Medicare is a federal insurance program paid out of Social Security deductions. All persons 65 or older who have made Social Security contributions are entitled to the benefits, as well as persons under 65 with disabilities who have been eligible for Social Security disability benefits for at least two years, and persons of any age with end-stage renal disease.
Medicare has several parts including Hospital Insurance (Part A) and Medical Insurance (Part B). Those persons eligible for Social Security or Railroad Retirement benefits as workers, dependents or survivors, are eligible for Part A, Hospital Insurance, when they turn 65. If a person has not worked long enough to be covered for benefits, s/he may enroll in Part A and pay a monthly premium. If Medicare Hospital Insurance is purchased, that person must also enroll in Part B, Medical Insurance.
Participants in the Medicare program are liable for co-payments and deductibles as well as for monthly payments for Part B coverage. Medicare is not based on financial need. Anyone who meets the age, disability and/or coverage requirements is eligible.
Medicare does not pay for all medical expenses, and usually must be supplemented with private insurance (“medigap”) or consumers can enroll in an HMO plan that contracts with Medicare.
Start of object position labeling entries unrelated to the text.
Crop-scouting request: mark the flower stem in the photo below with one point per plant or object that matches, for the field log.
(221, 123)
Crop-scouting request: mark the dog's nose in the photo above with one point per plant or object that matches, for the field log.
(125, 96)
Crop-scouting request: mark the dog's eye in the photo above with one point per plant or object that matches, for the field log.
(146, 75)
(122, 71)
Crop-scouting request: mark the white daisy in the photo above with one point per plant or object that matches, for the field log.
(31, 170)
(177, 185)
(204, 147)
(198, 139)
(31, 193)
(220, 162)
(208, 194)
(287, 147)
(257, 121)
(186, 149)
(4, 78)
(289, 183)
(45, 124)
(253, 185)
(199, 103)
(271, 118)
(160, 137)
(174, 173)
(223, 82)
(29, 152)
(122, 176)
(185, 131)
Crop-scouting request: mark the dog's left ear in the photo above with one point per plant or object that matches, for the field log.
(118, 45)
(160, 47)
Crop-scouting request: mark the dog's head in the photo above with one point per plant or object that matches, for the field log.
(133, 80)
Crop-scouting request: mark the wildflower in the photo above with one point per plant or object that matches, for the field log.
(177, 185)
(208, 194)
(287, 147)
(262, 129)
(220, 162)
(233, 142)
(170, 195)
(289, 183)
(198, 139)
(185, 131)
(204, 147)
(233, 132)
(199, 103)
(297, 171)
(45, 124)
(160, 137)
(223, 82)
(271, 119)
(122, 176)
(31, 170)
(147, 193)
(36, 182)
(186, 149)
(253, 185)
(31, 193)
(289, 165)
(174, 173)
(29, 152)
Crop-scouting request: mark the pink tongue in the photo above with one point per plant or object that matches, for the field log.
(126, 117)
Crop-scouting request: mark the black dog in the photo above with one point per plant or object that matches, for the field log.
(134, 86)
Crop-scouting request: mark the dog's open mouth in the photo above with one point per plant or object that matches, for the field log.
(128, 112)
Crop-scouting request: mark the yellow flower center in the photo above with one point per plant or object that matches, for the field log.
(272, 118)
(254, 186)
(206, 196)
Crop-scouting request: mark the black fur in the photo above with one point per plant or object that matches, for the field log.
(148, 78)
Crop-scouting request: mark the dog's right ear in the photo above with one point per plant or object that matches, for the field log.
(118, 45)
After 3 days of prior hospitalization, Medicare will pay up to 100% for the first 20 days of skilled nursing care. For the 21- 100 days, the patient will pay a co-payment. The premiums and copayments are increased every year. There will be no Medicare coverage for nursing home care beyond 100 days in any single benefit period.
It should be noted that Medicare only pays for “skilled nursing care,” does not pay for “custodial care” and the average stay in a nursing home under Medicare is usually less than 24 days. Thus, few can look to Medicare to pay for any substantial nursing home costs.